For the Driver Class, enter the following:
com.simba.athena.jdbc.Driver
The JDBC URL template for this driver is:
jdbc:awsathena://AwsRegion=[REGION];S3OutputLocation=[LOCATION];AwsCredentialsProviderClass=com.simba.athena.amazonaws.auth.DefaultAWSCredentialsProviderChain;
To build your JDBC URL, you'll need a region code and an S3 Output location.
- The Region Code
The region endpoint of your Athena instance can be found in the top right of the web console. In the example below, note that the instance is based in US East (Ohio) which corresponds top the us-east-2 region code. To find the region code from a region name consult this listing.
- The S3 Output Location
A query output location in S3 is required for the connection string. Athena caches all query results this location (more information can be found here). In this example, we use the directory test-results that we have created, residing in our sample-bucket on S3. This yields the following location s3://sample-bucket/test-results
The JDBC URL is:
jdbc:awsathena://AwsRegion=us-east-2;S3OutputLocation=s3://sample-bucket/test-results;AwsCredentialsProviderClass=com.simba.athena.amazonaws.auth.DefaultAWSCredentialsProviderChain;
Test Your Connection
To test your connection from QuerySurge to Athena enter the query SELECT 1 in the Test Connection field, and click on the Test Connection button.
S3 Databases and Tables
To query files hosted on S3, you'll need to create both a database and at least one table in S3. To start this process, log into the Athena web console and select Query Editor.

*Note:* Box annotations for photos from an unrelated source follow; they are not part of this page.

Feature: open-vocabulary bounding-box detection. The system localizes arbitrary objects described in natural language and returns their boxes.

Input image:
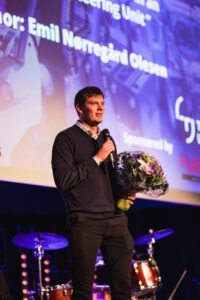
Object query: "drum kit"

[12,228,174,300]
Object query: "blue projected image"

[0,0,200,205]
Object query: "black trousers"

[68,215,133,300]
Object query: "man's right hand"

[94,140,115,163]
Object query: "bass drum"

[132,258,161,296]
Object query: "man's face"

[76,95,105,126]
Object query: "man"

[52,86,135,300]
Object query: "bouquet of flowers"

[116,151,169,211]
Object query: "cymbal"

[12,232,68,250]
[134,228,174,246]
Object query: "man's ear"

[76,103,83,116]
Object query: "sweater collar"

[76,120,100,140]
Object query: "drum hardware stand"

[147,229,156,258]
[167,270,187,300]
[34,241,44,300]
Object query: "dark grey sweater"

[52,125,118,216]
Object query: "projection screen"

[0,0,200,205]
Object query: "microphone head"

[102,128,110,140]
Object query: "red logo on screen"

[180,154,200,175]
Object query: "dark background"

[0,182,200,300]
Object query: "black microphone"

[102,129,115,168]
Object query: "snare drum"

[132,258,161,295]
[49,284,72,300]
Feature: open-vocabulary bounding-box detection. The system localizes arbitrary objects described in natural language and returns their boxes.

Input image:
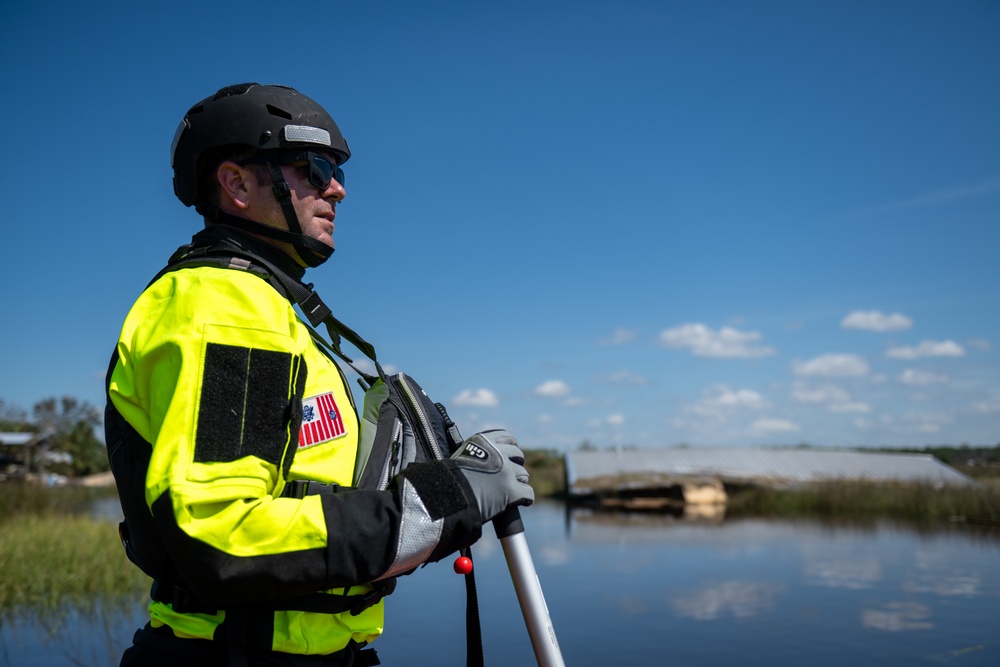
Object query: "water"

[0,503,1000,667]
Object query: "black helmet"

[170,83,351,206]
[170,83,351,266]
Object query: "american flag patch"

[299,392,347,448]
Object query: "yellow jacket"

[106,236,480,654]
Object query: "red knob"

[455,556,472,574]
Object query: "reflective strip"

[380,478,444,578]
[285,125,330,146]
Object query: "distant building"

[0,431,59,479]
[566,447,975,506]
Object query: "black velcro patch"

[194,343,292,465]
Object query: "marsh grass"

[0,484,150,622]
[726,479,1000,526]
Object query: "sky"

[0,0,1000,451]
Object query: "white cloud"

[972,394,1000,415]
[792,382,851,405]
[840,310,913,331]
[451,388,500,408]
[899,368,948,387]
[597,327,636,345]
[968,338,993,352]
[826,401,872,412]
[792,382,871,412]
[885,340,965,359]
[684,384,771,416]
[793,354,868,377]
[660,323,774,358]
[750,418,801,435]
[535,380,570,398]
[604,371,649,384]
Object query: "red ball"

[455,556,472,574]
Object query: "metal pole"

[493,507,566,667]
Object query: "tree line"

[0,396,110,477]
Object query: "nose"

[321,178,347,201]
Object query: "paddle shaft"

[493,507,566,667]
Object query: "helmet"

[170,83,351,206]
[170,83,351,266]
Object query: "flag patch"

[299,392,347,449]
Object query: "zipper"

[398,373,444,459]
[378,419,403,491]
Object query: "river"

[0,502,1000,667]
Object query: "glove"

[451,429,535,523]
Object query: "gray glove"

[451,429,535,523]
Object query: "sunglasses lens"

[309,153,344,190]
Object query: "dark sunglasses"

[247,151,344,192]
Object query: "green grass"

[726,479,1000,526]
[0,484,150,622]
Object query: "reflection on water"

[0,503,1000,666]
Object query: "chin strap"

[267,156,333,268]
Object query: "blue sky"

[0,0,1000,450]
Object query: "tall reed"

[0,484,150,622]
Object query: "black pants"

[121,625,381,667]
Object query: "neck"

[191,220,306,280]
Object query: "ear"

[215,160,257,210]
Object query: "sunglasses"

[247,151,344,192]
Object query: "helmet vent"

[267,104,292,120]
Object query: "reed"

[726,480,1000,525]
[0,484,150,622]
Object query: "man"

[105,84,534,667]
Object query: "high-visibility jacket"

[106,230,481,654]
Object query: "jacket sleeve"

[109,268,481,606]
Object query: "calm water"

[0,503,1000,667]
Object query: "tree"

[0,398,31,433]
[33,396,110,475]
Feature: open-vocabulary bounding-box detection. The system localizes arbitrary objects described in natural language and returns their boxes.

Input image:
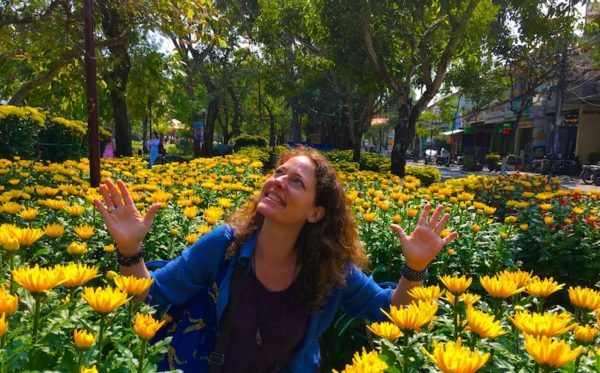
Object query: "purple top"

[223,270,308,372]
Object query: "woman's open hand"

[94,179,160,256]
[391,204,458,271]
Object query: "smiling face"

[256,155,325,227]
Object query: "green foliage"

[485,153,500,171]
[406,166,442,186]
[232,134,267,151]
[360,153,390,172]
[39,117,87,162]
[324,150,352,163]
[462,154,483,171]
[0,105,46,159]
[236,146,271,165]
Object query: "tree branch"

[362,12,406,100]
[0,0,66,27]
[419,16,447,89]
[8,37,126,105]
[413,0,481,113]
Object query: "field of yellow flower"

[0,156,600,372]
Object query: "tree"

[357,0,498,176]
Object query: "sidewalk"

[406,162,600,193]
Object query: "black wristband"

[400,263,427,282]
[115,245,144,267]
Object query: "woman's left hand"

[391,204,458,271]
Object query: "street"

[407,162,600,193]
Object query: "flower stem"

[96,314,106,367]
[8,253,15,294]
[402,332,408,373]
[137,340,148,373]
[452,295,458,340]
[33,294,40,345]
[77,349,84,371]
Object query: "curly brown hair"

[227,147,367,314]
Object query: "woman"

[94,148,456,372]
[146,131,160,167]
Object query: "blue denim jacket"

[147,225,393,372]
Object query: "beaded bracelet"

[400,263,427,282]
[115,245,145,267]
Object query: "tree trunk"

[290,97,302,141]
[200,99,221,157]
[391,103,417,177]
[101,7,133,157]
[227,85,242,137]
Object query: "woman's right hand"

[94,179,160,256]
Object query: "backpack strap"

[208,261,246,373]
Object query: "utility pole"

[83,0,100,188]
[550,41,569,156]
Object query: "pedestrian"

[102,137,116,158]
[94,148,457,372]
[146,131,160,167]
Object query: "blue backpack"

[146,254,233,372]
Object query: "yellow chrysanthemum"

[217,198,233,209]
[79,365,98,373]
[67,242,87,256]
[406,209,419,218]
[73,329,96,350]
[19,208,37,221]
[408,285,442,302]
[479,276,524,299]
[440,275,473,295]
[57,263,99,288]
[0,202,23,215]
[65,205,85,216]
[423,338,490,373]
[525,276,565,298]
[367,321,403,341]
[183,206,198,220]
[525,335,583,368]
[12,264,63,293]
[13,228,44,247]
[133,313,166,341]
[44,224,65,238]
[333,347,388,373]
[508,311,575,337]
[568,286,600,311]
[81,286,129,313]
[498,269,532,288]
[0,287,19,316]
[113,276,154,295]
[363,212,377,223]
[467,307,506,338]
[0,229,21,252]
[382,301,438,331]
[573,325,598,344]
[204,207,225,225]
[73,224,94,240]
[0,314,8,337]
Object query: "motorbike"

[424,149,437,164]
[579,165,600,185]
[435,154,450,166]
[529,155,581,176]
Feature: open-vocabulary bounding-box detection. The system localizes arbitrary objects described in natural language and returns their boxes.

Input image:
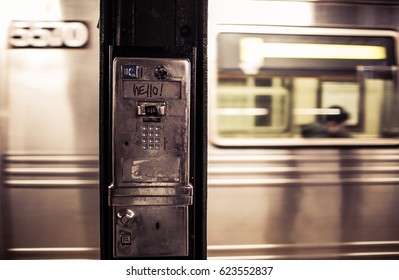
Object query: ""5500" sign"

[9,21,89,48]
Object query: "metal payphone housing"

[109,57,193,258]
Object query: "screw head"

[154,65,168,80]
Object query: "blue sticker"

[122,65,140,79]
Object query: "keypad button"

[141,125,162,150]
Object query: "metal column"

[99,0,207,259]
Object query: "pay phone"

[109,57,193,258]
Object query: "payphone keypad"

[141,124,163,150]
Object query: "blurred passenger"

[301,106,351,138]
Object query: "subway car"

[0,0,399,259]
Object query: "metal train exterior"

[0,0,399,259]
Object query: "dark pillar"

[99,0,207,259]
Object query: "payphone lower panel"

[113,206,188,258]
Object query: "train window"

[211,33,399,145]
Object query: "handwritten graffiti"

[133,83,164,97]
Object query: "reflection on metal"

[218,108,268,116]
[208,147,399,259]
[208,241,399,260]
[2,154,99,259]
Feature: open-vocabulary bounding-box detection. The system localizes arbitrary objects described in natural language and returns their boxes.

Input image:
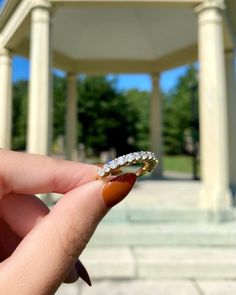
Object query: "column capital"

[225,48,235,58]
[195,0,225,14]
[32,0,52,9]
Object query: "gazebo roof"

[0,0,236,73]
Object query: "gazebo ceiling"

[0,0,236,73]
[53,7,197,60]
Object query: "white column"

[196,1,232,213]
[27,2,52,154]
[225,50,236,195]
[150,74,162,178]
[65,73,77,161]
[0,49,12,149]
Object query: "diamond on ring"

[97,151,158,178]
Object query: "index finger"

[0,150,97,197]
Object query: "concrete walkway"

[56,280,236,295]
[52,180,236,295]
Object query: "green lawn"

[163,156,198,173]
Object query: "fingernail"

[102,173,137,208]
[75,260,92,286]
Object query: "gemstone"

[126,154,135,163]
[140,151,147,160]
[103,164,110,173]
[98,168,105,177]
[117,156,125,166]
[133,152,141,161]
[108,160,117,169]
[147,152,153,160]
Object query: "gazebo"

[0,0,236,220]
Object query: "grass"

[163,155,199,173]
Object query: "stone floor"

[56,280,236,295]
[52,175,236,295]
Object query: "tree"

[124,89,150,150]
[164,65,199,154]
[53,75,66,140]
[12,81,28,150]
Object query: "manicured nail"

[102,173,137,208]
[75,260,92,286]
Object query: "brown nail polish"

[75,260,92,286]
[102,173,137,208]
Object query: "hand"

[0,150,137,295]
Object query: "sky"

[0,0,186,93]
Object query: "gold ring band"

[97,151,158,178]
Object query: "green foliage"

[13,66,199,160]
[122,89,150,150]
[163,66,199,155]
[78,76,138,154]
[12,81,28,150]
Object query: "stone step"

[81,247,236,279]
[100,206,236,223]
[89,222,236,247]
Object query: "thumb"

[0,173,137,295]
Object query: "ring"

[97,151,158,178]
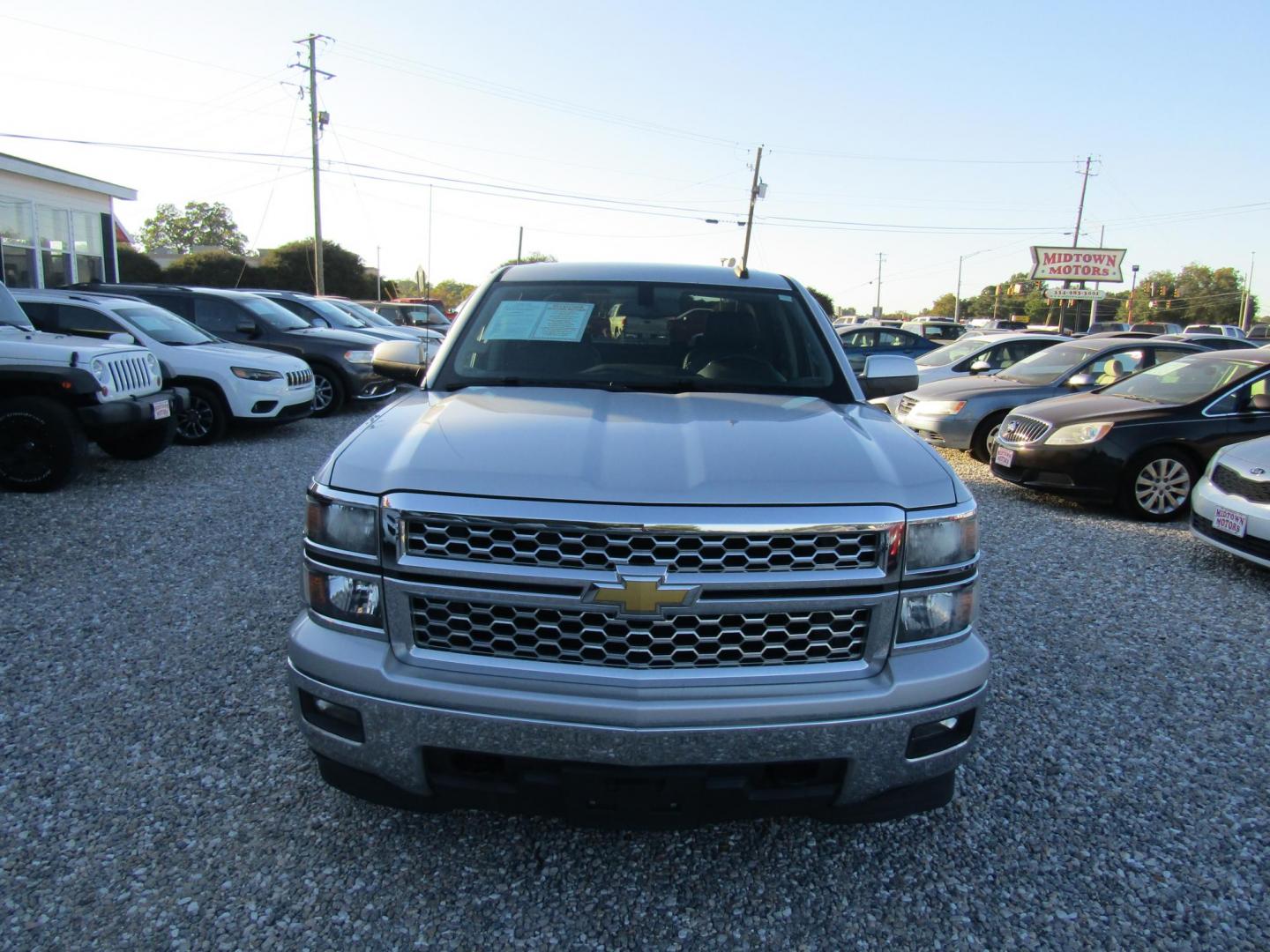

If there are no databases, you can create a database (called 'sample' in this example) with the following SQL statement:
CREATE DATABASE sample;
Once you have a database to work with, select the database you wish to use in the drop down menu then click Create Table. In the popup, select from S3 bucket data.
Choose a Table Name and the Location of Input Data Set; the location is a path to a directory in S3. Valid paths are of the format s3://bucket/folder/. In the following example, we use s3://sample-bucket/sample-folder/ as the location.
Note: For this example, the sample file used is named sample.csv, located in the directory //sample-bucket/sample-folder/. Note that if there are multiple files of the specified type in the directory (in this case CSV), when you query, data is extracted from all files in the directory and included in the result set.
Next select a data format - in this example we use CSV files.
In step 3, columns can be added and defined for the table. Columns can also be added in bulk with the syntax (col_name data_type), for example (id int, name string). You may also add partitions if you'd like on the final step 4.
After these steps have been completed, select Save and ddl to create your table is auto-generated. Select Run query to create the table in Athena.
Querying S3 Data
Now, you can run a select statement to ensure the data is being pulled from the location specified. The result set returned is shown in the Results section.
Note: Headers in flat files are included in the result sets.
You are now ready to query the bucket data from QuerySurge. In the example below, we query all columns from the sample.csv file that is hosted on S3 and defined by sampletable in Athena.
Note: Documentation for Athena SQL syntax can be found here.